Whole Wheat Boonie Bread
Yield: 2 loaves
1 3/4 cups warm water, (approximately 105º)
2 1/2 t. active dry yeast
1 t. sugar
1/4 c. molasses
1/4 c. warm water
5 to 6 c. whole wheat flour
1/2 c. freshly ground flax seed
2 T. sugar
2 t. salt
1/2 c. canola oil
an egg wash, made by beating one egg white with 1 t. water
2 T. old fashioned rolled oats, for sprinkling on loaves of bread
In a pyrex mixing cup, stir together the 1 3/4 c. warm water, the 1 t. sugar, and the yeast. Let stand until yeast is bubbling, about 5 minutes.
In another mixing cup or small bowl, whisk together the 1/4 c. molasses and the 1/4 c. warm water. Set aside.

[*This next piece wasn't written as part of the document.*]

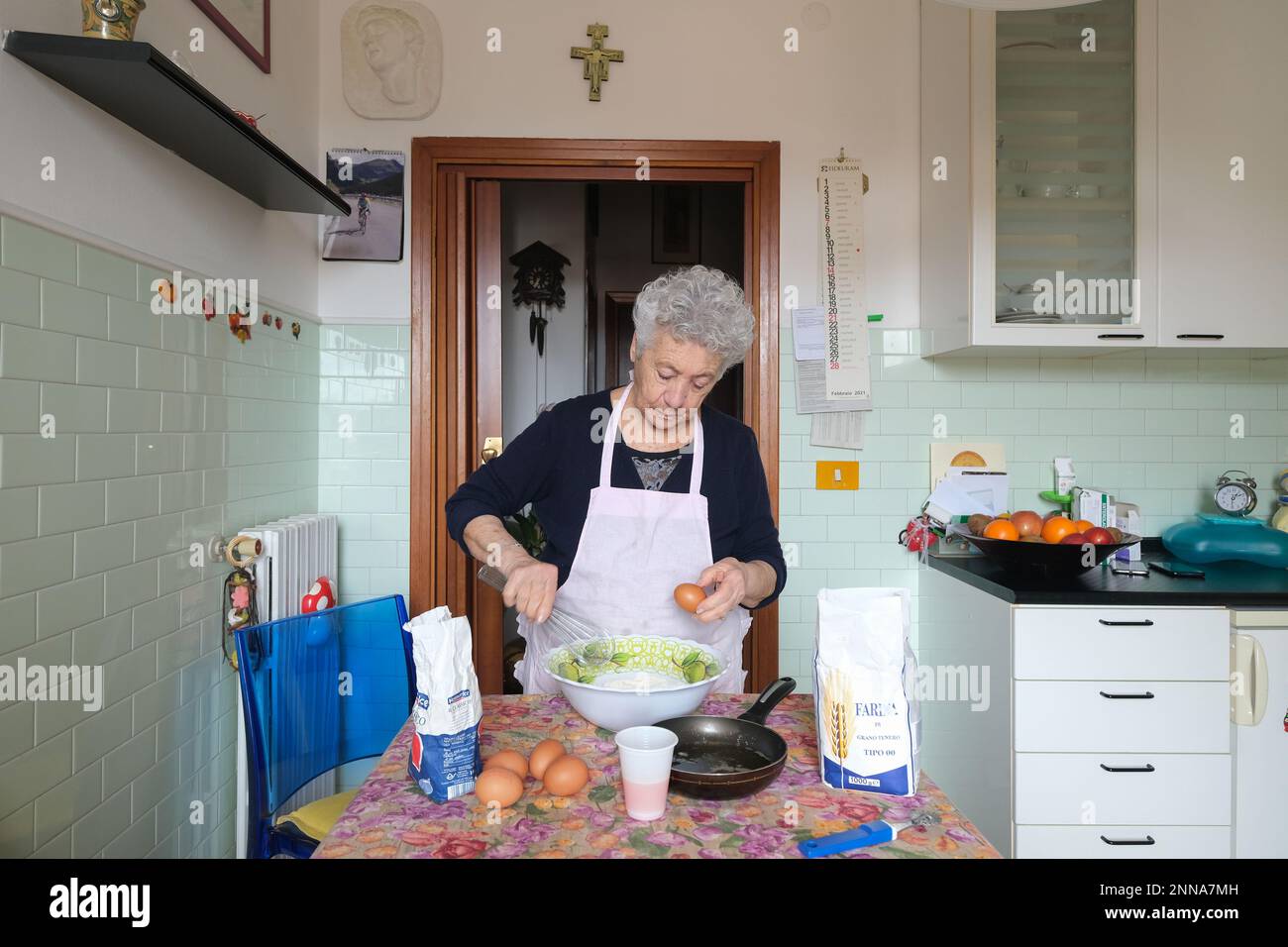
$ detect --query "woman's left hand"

In a mixer bowl, using the paddle attachment, stir together on low 2 c. of the flour, the sugar, flax seed and the salt. Pour in oil, and then the molasses and yeast mixtures. Stir well, and stop mixer to scrape bottom of bowl. Turn mixer back on low, and add enough of the remaining 3 to 4 cups of flour, 1/2 cup at a time, to form a soft dough. Turn mixer off and replace paddle attachment with dough hook. Knead dough on low for 10 minutes. Dough should have cleaned the side of the bowl, and be smooth and elastic. Shape dough into a ball.
Transfer dough to a lightly oiled bowl, and turn it to coat. Let rise, covered in plastic wrap, in a warm place, until doubled in bulk, about 1 hour. (I let mine rise in the oven with the light on.)
Punch dough down, and let rise another hour.
Preheat oven to 400º, and grease 2 loaf pans.
Divide dough ball in half. Form dough balls into oval loaves. Transfer loaves to pans, and let rise, covered with kitchen towels, 45 minutes. Brush tops of loaves lightly with egg wash, and sprinkle with oats.
Bake loaves in middle of oven 10 minutes. Reduce oven temperature to 350º and bake loaves 20 to 25 minutes more, or until golden brown. Turn loaves out onto a rack to cool.
Just a few pictures, to illustrate the process.
|Yeast, fully proofed and foamy. On this day, I used a dark honey to help the yeast grow.|
|The dough is cleaning the side of the bowl: kneading is almost done.|
|Dough taken from mixer and placed in bowl to rise.|
|Dough fully risen|
|With cherry preserves. Get in my belly!!!|
What about YOU???
Do you think you can do this?
Do you WANT to do this?
Do you have any remaining questions?